Delicious really eased the thing and made it possible for us to quickly inform the other about new maritime products or interesting news, keeping the bookmark in a well-defined place at the same time. And now comes the interesting question: What should we do with documents from within our company? Of course there is the possibility to also store local paths within delicious (and make them private, so nobody else can see them), but the interface is of course not made for this (copying paths around is really not the thing I want to do).
Additionally, what about meta-information we want to store. Descriptions, comments and guidelines which have no place in a normal document, because they are either updated on a regular basis, should be accessible for everybody within our company and/or where maintaining a word document is not really appropriate and useful. Yeah, I know, the best thing would be a Wiki, and we actually have one within our company. But unfortunately it’s a Sharepoint wiki, which sucks completely. For sure, it integrates into our IT infrastructure just fine, but editing and maintaining your pages is horrible. Everybody can format their text as they like (I haven’t seen two pages with the same font, text size or color), attachment handling is even worse (scrolling through dozens of pages to get to your directory – fun!) and once you’ve pasted a linked to your page, you cannot edit the location, you can only delete it and define a new one.

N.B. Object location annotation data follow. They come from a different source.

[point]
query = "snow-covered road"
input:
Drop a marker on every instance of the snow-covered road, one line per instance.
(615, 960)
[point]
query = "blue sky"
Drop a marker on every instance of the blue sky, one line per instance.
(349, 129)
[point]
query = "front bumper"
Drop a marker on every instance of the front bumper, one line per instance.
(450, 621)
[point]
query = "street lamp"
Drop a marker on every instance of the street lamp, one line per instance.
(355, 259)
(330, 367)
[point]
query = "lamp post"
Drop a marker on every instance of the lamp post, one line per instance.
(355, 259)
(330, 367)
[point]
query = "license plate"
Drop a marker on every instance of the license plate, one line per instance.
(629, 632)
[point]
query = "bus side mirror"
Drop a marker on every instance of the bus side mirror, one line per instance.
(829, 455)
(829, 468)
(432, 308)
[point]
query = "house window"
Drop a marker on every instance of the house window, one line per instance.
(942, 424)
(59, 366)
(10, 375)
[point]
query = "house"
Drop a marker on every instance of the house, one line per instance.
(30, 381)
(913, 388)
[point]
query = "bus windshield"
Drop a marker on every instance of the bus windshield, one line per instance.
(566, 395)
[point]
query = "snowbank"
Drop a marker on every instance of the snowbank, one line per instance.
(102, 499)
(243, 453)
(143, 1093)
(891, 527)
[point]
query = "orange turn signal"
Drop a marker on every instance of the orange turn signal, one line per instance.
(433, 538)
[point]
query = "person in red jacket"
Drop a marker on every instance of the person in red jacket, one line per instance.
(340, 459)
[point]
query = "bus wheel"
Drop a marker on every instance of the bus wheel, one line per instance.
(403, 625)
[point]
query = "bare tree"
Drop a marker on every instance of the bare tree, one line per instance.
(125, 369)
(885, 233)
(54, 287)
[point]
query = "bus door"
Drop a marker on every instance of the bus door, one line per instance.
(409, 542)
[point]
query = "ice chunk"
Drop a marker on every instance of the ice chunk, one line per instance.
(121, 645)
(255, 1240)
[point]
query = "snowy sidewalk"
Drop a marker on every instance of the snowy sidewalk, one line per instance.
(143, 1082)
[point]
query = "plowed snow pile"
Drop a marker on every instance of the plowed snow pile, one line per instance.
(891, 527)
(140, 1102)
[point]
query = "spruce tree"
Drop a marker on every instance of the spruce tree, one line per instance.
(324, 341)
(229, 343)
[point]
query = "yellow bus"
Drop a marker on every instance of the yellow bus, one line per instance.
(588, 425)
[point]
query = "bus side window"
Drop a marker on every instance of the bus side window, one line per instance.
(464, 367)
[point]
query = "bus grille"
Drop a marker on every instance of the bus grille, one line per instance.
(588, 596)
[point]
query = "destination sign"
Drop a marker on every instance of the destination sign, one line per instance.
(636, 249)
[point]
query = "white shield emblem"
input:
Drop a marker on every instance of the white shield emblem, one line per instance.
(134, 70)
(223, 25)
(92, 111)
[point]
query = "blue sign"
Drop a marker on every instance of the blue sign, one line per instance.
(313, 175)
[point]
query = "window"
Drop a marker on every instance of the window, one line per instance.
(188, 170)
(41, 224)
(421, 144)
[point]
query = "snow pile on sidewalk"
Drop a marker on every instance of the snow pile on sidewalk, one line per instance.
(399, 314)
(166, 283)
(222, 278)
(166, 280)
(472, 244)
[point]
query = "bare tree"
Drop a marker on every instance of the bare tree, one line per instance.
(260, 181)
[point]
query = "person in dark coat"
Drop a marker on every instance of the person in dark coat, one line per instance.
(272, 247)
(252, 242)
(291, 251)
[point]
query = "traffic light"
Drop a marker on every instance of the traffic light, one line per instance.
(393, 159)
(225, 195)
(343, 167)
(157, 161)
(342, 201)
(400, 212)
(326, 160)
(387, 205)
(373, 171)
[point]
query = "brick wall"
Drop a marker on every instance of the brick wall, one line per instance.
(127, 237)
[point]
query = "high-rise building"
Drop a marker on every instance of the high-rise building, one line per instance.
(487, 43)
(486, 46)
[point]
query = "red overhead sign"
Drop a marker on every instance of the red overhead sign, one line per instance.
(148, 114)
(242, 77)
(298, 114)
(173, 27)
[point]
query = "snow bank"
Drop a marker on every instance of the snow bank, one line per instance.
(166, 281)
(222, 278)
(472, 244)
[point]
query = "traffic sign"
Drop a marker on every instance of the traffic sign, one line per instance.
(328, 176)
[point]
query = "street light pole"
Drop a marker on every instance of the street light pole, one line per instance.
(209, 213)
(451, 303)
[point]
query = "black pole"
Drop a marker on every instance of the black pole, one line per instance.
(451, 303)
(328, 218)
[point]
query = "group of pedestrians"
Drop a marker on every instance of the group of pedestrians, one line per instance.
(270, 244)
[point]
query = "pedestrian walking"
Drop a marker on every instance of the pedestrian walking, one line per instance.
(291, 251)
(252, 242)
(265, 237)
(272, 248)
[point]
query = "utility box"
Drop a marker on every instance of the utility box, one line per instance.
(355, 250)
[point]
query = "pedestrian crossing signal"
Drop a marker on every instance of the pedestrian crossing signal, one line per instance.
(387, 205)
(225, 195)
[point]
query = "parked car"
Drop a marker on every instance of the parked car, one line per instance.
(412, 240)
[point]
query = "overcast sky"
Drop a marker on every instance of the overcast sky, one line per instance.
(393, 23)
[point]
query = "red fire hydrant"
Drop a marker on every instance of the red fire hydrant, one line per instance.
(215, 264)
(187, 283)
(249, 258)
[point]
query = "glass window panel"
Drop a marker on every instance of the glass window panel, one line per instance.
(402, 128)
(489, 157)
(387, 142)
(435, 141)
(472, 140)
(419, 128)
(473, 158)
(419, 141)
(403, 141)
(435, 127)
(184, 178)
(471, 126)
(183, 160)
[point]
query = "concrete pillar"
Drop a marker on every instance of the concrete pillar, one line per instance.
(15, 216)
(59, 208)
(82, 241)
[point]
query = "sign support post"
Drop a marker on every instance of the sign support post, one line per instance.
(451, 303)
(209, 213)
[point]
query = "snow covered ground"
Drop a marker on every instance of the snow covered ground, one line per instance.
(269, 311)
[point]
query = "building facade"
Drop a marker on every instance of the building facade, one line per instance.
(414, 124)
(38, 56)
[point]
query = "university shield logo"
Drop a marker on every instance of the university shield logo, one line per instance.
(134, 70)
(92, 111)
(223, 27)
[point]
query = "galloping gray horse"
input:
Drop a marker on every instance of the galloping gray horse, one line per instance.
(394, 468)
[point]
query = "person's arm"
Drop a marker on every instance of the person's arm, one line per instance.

Our current solution is to maintain an offsite-wiki which works for us pretty fine but has the disadvantage that it’s not integrated into our IT infrastructure, so for example users need to be added manually.
What’s your company’s solution to this problem? Where and how to you maintain information, bookmarks and documents? Is your company even aware of the fact, that it looses traction and money with non-existing information and knowledge management?